It has become glaringly obvious for sometime now that the monthly economic reviews of the Reserve Bank misrepresent economic data to paint a favourable picture of our ailing economy.
In its June review, the RBF points to a pick up in consumption activity for the 12-month period cumulative to April. This, it says, is supported by Net VAT collections registering an annual increase of 9.5%, cumulative to April. “Moreover, commercial lending by Banks for consumption purposes rose by 3.9%,” says the RBF.
And to top it all up, it makes the ludicrous statement that “consumption is being supported by rising incomes, as indicated by a marginal 0.3% rise in PAYE collections and inward remittances which rose by 32.5% cumulative to April”.
Let us be honest. We all remember April 2009 as the month when the Fiji dollar was debased or devalued by 20% officially but the actual or real extent of the devaluation exceeded 30% as was evident from the post devaluation exchange rates applicable to the major international currencies.

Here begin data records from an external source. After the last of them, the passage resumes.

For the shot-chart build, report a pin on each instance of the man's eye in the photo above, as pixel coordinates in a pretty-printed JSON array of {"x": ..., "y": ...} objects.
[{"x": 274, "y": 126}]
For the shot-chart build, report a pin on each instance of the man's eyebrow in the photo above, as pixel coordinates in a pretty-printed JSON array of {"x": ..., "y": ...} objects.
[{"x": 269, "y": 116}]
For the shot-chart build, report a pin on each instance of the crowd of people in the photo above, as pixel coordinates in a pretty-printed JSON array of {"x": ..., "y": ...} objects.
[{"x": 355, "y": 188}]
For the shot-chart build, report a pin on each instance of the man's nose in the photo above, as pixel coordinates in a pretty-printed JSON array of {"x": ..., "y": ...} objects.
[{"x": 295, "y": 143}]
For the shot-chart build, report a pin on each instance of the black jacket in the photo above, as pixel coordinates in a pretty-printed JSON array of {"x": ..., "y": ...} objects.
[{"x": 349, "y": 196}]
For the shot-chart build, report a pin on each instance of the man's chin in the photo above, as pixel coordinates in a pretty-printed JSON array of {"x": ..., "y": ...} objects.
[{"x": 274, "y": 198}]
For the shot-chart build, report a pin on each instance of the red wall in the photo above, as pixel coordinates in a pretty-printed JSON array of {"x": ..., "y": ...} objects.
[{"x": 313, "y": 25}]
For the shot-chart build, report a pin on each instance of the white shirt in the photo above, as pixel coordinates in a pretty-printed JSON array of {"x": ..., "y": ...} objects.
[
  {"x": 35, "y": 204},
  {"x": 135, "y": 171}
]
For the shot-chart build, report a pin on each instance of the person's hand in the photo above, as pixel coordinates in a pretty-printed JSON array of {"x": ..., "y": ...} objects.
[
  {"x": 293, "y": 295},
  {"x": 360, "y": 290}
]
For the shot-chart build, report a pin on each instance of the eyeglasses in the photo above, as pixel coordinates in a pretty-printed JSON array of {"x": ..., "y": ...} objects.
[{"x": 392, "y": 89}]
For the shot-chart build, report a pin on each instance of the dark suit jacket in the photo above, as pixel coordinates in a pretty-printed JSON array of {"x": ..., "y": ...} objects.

Statistically speaking, any annual comparison cumulative to April this year should be appropriately adjusted so as to reflect the significant erosion in the value of the Fiji dollar post devaluation. But this basic rule is obviously not to be followed by the RBF because the results would not favour its positive comments about a “pick up” in consumption activity.
VAT collections would have gone up because of the higher cost of imported goods and services and as a consequence of locally generated inflation – all of which are directly related to the devaluation of the dollar.
Quite contrary to any pick up in consumption activity as claimed by the RBF, the rise in VAT revenue, commercial lending by Banks for consumption purposes and the value of inward remittances, are all a direct consequence of the devaluation.
Most businesses admit to a flagging business environment and complain about the rising costs of doing business – hikes in electricity charges, introduction of VAT on general insurance and the inflationary effects of devaluation.
Our problems remain: high inflation, ballooning debt and Budget deficit levels, under-performing exports and a depressed investment environment.
There can be little in the way of relief from these negatives unless Fiji returns to democratic and constitutional rule.
Even then, it will be sometime before adequate levels of confidence will return in the future of our nation as a safe and secure investment destination.